Alarma por asesinatos a defensores de derechos humanos en Colombia

Desde enero hasta abril de 2019 han sido asesinados 51 defensores. La Oficina de la Alta Comisionada de la Organización de las Naciones Unidas para los Derechos Humanos emitió un comunicado para exigirle al Gobierno de Colombia mayor seguridad para los activistas sociales. Además advierte que muchos son hostigados y amenazados, y que los incidentes van en aumento.

“Pedimos a las autoridades que hagan un esfuerzo significativo para enfrentar el patrón de hostigamiento y ataques dirigidos contra los representantes de la sociedad civil y que tomen todas las medidas necesarias para enfrentar la impunidad endémica en torno a estos casos”, aseguró el portavoz Rupert Colville el pasado viernes en una rueda de prensa en Ginebra.

La Oficina de Derechos Humanos de la ONU en Colombia sigue de cerca las acusaciones presentadas por activistas. Esta cifra “asombrosa” -añadió Colville- se intensificó durante 2018 con 115 defensores de los derechos humanos asesinados. La expresidenta chilena Michelle Bachelet está a cargo de la Oficina de DDHH de la ONU. En esa instancia destacan la necesidad urgente de abordar las disparidades en el disfrute de todos los derechos, en particular los económicos, sociales y culturales en las zonas rurales.

Los asesinatos se producen “en un contexto de estigmatización” de los defensores de los derechos -dice la ONU-, especialmente de quienes viven en zonas rurales. En esas regiones no hay servicios sociales básicos adecuados, se registran altos niveles de pobreza, proliferan cultivos ilegales y es copiosa la presencia de grupos armados ilegales y bandas criminales. Esos son los temas que denuncian los defensores.

“Una gran cantidad de activistas han sido atacados. Son líderes comunitarios, afrocolombianos, indígenas, ambientalistas, campesinos, periodistas, LGBTI y defensores de los derechos de las mujeres, algunos de ellos involucrados en la política local”, declaró Rupert Colville. Los líderes sociales son vulnerables y representan más del 70% de todos los asesinatos registrados.

Algunas de las víctimas apoyaron el acuerdo de paz colombiano, que incluye la restitución de tierras, los derechos de las víctimas y el programa de sustitución de cultivos ilícitos.
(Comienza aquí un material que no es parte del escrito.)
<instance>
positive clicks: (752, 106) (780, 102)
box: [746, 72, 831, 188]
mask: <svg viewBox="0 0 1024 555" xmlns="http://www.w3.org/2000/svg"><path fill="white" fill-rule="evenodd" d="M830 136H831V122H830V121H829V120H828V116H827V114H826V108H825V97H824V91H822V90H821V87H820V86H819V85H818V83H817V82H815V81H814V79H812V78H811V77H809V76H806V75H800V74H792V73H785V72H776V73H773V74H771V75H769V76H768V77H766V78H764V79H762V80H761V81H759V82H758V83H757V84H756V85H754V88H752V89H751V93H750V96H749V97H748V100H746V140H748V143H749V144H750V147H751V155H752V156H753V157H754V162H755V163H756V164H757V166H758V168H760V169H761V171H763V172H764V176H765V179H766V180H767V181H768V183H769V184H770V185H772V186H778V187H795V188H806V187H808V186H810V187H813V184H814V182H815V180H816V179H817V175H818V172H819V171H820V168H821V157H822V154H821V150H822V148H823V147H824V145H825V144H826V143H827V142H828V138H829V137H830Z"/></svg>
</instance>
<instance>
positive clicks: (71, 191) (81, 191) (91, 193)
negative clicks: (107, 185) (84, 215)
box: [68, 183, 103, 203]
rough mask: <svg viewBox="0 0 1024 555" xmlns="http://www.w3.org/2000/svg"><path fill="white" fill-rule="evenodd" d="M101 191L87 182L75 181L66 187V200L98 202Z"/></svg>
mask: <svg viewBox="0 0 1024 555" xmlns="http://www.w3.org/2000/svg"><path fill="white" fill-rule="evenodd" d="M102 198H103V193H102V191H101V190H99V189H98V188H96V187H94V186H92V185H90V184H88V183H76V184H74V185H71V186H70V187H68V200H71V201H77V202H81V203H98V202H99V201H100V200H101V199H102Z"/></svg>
Uno de los ataques más reciente ocurrió el 4 de mayo, cuando 20 defensores afrocolombianos, entre ellos la reconocida ambientalista y defensora de las mujeres, Francia Márquez, fueron repelidos con granadas y armas de fuego cerca de Santander de Quilichao, en el departamento del Cauca.

En ese suceso nadie murió, pero dos agentes de seguridad de la Unidad de Protección Nacional resultaron heridos. Solo en enero se registraron tres asaltos contra mujeres líderes que defienden los derechos de las víctimas del conflicto. En el caso de Maritza Quiroz Leiva, defensora y reclamante de tierras, el ataque fue fatal. Los indígenas, los afrocolombianos y los campesinos llevaron a cabo manifestaciones en marzo para protestar por el incumplimiento del Gobierno colombiano por cuestiones relacionadas al derecho a la tierra.

“Después de las marchas, se distribuyeron folletos con amenazas de muerte contra destacados líderes indígenas y defensores de los derechos humanos. Nos preocupa que, con el acercamiento de las elecciones locales en octubre, el número de ataques violentos pueda aumentar aún más”, alertó el vocero de la ONU. Aunque reconoció las gestiones del Estado para mejorar la protección de los defensores.

El presidente colombiano Iván Duque anunció la creación de jueces especializados. Sin embargo, la ONU pide “redoblar los esfuerzos para expandir y fortalecer las iniciativas para salvaguardar un entorno libre y seguro para el compromiso cívico”, sobre todo en los departamentos de Cauca, Valle del Cauca, Putumayo y Huila.

Recientemente fue asesinado Luis Manuel Salamanca Galindez en el municipio de San Agustín, departamento de Huila, al suroeste de Colombia. El antropólogo de 64 años era conocido por su trabajo como gestor cultural. Las autoridades locales ofrecen 10 millones de pesos de recompensa a la persona que entregue información sobre el responsable del crimen.